Elise Knox designed the proprieties and it was obvious she had a good eye for detail. It was fun to see Mushnik blow dust off of the older register and to see how the props changed as the shop improved. At one point the little florist shop was being overrun with all of the plants, and the dentist's office equipment looked like they came from a museum, fitting the musical and its crazed dentist perfectly.
Austin Cline played the part of Seymour, the young man who finds the plant. Cline was great in his role, shinning especially during his performance in "Grow for Me", in which we see his interactions with the plant, and also during "Suddenly Seymour" when we see his love for Audrey. His interaction with the plant when it speaks to him was comical and added a fun dimension to his character. There were times, however, when it read that Cline was "performing" rather than "being" his character which made it difficult to imagine his performance realistically.
Ashley Phillips shone onstage in her role of Audrey. She was a delight, showing a character that dreams of "Somewhere That's Green" and who wants to be helpful as she sings with Audrey II in "Sominex/Suppertime". Her character was strong and I was awed by the strength of her voice as she sang; she could project! Phillips was both loveable and comical, with an incredible performance and an enjoyable personality. The shop owner was played by Perry Goodwyn who gave a good performance during the song "Ya Never Know" and throughout the show. He was realistic within the context of his character and showed fine acting skills. His singing was a bit off key at times and I felt that he could have gone further at times in the character choices he made.
Chiffon, Crystal, and Ronnette were played by Carolyn Wirtz, Lendea Harris and Lauren Carrico, respectively. Their intent is to guide us through different plot developments and the inner turmoil of various characters. They were fun to watch, though at times they were not unified, and occasionally one of them was just going through the motions with a dead expression on her face. This was distracting, but vocally they were amazing.
Jon Christie played the parts of Orin, Mrs. Luce, and the derelict, shinning especially during his portrayal of Orin, the crazy dentist. He was both creepy and hilarious during the song "Now (It's Just the Gas)", which gave him a great opportunity to show off his vocal and performance skills. It was difficult at times as he too was just performing instead of being the character which detracted from his performance. Overall, though, his performance was fun to watch, with his strong stage presence.
Audrey II was incredible during the performance. The puppetry was done by Thomas Sposito and Hugh Lehman did the vocals. Working together, Audrey II functioned incredibly well, making it an interesting and believable character. "Feed Me (Git It)" and "Suppertime" were among my favorite songs of the production.
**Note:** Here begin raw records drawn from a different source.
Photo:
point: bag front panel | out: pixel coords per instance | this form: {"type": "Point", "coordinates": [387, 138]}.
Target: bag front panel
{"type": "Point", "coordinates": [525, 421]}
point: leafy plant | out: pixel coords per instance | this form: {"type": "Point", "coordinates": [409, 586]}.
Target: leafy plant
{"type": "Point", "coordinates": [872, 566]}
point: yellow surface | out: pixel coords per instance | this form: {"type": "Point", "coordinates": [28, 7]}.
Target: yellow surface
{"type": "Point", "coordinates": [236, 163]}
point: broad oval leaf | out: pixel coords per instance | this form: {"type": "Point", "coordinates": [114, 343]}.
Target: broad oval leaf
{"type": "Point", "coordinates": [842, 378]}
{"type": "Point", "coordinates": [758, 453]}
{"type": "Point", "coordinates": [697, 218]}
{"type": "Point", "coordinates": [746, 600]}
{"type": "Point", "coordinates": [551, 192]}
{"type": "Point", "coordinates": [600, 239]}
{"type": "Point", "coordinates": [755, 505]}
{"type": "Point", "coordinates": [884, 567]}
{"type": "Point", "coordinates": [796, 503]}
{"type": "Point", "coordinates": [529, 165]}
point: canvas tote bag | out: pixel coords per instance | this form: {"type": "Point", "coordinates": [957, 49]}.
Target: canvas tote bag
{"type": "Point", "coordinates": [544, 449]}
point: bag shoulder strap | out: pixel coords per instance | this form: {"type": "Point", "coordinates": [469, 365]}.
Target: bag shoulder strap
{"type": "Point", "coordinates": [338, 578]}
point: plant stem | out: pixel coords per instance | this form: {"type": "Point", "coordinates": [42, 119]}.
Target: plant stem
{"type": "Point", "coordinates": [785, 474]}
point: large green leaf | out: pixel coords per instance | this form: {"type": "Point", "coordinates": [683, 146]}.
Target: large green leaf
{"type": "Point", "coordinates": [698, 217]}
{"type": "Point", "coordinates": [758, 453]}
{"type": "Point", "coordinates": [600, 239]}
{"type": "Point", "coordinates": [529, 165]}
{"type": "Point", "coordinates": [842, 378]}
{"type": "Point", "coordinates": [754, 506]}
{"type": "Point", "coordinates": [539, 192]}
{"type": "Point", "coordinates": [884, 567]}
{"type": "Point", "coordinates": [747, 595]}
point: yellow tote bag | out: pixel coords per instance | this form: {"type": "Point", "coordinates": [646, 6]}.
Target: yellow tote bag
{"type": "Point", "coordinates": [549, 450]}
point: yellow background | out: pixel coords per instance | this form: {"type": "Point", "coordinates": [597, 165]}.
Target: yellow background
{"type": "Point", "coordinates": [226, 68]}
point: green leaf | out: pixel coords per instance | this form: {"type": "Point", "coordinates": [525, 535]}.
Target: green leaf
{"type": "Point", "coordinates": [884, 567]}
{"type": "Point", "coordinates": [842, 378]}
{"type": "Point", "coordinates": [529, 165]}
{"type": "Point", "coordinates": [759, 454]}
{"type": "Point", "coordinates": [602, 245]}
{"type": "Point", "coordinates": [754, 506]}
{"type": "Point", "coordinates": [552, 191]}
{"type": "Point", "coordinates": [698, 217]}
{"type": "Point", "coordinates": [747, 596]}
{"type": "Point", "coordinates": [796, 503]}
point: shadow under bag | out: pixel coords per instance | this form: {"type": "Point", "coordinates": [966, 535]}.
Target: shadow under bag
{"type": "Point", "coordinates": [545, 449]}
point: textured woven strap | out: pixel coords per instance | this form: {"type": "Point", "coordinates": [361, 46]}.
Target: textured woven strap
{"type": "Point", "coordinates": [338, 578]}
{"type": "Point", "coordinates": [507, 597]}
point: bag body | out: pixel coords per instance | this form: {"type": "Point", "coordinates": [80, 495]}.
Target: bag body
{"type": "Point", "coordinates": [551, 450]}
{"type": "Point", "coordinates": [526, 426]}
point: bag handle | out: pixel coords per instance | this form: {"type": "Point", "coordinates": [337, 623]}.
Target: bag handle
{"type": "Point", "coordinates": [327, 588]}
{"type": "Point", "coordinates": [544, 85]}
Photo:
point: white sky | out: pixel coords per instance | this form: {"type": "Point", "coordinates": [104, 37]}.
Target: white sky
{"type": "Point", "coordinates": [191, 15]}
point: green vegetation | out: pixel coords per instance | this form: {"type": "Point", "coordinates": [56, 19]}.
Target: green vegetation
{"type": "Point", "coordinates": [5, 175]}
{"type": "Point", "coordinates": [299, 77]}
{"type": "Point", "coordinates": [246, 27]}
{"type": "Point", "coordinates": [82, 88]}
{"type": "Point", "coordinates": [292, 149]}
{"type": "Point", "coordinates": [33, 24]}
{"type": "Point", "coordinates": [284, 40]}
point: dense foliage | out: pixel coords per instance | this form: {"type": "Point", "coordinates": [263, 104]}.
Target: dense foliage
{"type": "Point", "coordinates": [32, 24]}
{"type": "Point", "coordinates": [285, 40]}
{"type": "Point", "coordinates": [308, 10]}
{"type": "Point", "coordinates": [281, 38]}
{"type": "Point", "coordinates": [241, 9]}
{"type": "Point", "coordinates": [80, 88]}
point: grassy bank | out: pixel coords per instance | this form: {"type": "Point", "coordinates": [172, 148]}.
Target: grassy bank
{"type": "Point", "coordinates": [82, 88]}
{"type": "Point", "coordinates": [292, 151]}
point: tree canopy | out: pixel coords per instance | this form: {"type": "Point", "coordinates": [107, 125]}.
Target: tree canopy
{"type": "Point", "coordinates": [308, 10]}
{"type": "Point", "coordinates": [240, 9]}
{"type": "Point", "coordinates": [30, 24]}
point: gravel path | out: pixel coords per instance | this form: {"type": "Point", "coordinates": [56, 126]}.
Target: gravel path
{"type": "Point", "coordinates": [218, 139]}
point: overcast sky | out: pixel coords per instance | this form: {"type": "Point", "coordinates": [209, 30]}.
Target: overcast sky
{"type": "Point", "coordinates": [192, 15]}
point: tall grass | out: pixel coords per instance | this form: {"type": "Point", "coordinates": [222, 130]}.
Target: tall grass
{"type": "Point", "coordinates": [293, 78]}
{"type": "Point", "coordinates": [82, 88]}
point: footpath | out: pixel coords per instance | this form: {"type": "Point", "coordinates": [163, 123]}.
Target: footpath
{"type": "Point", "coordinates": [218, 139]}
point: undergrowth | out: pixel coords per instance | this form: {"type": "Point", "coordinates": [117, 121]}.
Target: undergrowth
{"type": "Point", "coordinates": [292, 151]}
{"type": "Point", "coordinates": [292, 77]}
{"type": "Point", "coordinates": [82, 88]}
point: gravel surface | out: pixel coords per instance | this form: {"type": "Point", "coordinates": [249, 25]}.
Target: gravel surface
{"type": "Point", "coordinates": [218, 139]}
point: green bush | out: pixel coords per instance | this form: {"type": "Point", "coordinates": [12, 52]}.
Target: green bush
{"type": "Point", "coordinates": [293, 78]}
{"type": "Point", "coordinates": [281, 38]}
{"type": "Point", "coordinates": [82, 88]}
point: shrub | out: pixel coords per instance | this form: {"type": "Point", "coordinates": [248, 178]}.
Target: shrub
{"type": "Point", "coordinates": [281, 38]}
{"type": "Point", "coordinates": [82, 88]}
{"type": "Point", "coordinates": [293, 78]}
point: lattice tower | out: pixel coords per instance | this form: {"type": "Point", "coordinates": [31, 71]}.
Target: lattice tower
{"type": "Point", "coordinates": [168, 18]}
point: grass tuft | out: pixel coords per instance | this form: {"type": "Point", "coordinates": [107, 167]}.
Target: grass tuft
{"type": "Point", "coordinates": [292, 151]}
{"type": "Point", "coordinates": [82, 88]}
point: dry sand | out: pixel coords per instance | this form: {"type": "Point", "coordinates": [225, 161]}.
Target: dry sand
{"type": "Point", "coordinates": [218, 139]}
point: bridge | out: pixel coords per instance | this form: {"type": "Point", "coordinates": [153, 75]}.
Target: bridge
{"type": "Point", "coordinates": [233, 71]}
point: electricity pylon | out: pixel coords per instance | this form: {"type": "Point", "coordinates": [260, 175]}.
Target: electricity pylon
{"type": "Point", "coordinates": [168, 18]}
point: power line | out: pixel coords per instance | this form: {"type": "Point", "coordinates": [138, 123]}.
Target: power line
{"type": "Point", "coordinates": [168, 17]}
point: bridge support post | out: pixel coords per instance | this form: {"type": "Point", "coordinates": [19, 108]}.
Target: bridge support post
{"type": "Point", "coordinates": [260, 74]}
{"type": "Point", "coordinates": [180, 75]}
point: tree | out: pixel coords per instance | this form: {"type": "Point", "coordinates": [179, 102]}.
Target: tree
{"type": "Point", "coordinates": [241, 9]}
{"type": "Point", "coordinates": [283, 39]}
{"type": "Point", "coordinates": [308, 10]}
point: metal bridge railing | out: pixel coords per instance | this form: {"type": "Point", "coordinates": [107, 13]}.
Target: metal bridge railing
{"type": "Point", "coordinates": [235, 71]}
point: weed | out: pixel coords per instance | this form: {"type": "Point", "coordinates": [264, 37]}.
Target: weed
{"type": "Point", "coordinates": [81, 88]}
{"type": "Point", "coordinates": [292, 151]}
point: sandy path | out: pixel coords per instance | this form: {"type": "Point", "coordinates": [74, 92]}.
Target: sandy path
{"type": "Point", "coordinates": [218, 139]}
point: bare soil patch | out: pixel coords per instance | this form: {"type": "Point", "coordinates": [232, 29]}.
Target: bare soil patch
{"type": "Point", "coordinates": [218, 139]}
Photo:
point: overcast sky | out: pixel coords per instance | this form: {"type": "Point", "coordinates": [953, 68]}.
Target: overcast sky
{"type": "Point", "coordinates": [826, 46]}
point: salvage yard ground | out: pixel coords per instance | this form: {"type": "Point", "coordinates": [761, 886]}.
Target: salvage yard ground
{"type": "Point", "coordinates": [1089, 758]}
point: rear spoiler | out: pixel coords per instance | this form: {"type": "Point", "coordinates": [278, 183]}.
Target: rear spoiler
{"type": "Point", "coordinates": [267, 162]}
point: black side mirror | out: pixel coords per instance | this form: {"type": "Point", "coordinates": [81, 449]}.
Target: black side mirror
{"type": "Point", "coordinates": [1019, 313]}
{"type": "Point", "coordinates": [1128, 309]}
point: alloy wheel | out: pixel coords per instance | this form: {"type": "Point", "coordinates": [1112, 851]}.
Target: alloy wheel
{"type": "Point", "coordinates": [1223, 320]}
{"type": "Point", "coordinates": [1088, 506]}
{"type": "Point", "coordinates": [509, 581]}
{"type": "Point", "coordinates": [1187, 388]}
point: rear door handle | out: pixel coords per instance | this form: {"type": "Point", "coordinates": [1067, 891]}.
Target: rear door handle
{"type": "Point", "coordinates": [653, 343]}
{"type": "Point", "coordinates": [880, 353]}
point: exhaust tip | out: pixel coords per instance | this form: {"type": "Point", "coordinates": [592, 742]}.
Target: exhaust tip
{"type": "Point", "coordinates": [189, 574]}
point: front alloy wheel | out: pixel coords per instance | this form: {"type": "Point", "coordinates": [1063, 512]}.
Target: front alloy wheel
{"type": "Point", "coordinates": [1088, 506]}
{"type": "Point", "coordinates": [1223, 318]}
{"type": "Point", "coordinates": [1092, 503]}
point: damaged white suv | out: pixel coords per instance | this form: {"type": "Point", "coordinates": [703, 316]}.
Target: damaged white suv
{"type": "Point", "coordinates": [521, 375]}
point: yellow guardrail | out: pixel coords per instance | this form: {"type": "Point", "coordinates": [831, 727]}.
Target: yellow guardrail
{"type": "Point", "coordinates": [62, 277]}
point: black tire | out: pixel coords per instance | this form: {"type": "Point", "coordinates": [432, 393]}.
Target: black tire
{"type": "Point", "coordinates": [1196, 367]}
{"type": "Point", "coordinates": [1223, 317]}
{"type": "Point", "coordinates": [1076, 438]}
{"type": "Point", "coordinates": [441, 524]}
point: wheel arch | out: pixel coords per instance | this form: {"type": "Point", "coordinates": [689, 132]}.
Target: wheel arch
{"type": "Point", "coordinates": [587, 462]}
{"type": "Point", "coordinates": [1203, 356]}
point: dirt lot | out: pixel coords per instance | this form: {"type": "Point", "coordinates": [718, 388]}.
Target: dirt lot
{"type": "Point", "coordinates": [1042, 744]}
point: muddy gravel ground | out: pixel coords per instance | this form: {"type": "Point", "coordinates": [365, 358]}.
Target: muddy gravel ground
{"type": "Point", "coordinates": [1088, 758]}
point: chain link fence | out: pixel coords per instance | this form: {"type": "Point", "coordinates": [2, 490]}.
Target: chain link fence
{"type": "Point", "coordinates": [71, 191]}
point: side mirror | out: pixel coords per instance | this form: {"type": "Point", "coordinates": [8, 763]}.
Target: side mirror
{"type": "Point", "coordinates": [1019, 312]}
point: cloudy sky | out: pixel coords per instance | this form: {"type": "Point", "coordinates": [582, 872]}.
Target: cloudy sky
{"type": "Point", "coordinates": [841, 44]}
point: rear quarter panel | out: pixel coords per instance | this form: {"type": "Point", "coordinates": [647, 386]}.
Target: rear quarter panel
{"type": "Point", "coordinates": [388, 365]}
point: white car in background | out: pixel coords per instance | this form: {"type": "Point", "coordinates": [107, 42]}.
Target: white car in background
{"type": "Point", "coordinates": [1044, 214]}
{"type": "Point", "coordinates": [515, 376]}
Martin P. Robinson's puppet design was also well done and was a very important part to the set. The puppet on the set was believable in the performance, adding a fun dynamic and creating a constant ominous presence onstage.
Little Shop of Horrors at Lakeside Community Theatre will amaze you with the talent that it showcases. While there were some rough spots, the performers will delight with the musical's songs and the constant cry of "Feed Me"!
Lakeside Community Theatre
6303 Main Street, The Colony, TX 75056
Performances run through August 31st
***Little Shop of Horrors contains comic horror violence, mild language and sexual references. Parental guidance suggested for children under age 10.
Fridays –Saturdays (except August 10th) at 8:00 pm.
Saturday, August 10th matinee at 3:00 pm.
Ticket prices are $20.00, $17.00 students/seniors, $15.00 Lakeside theatre member.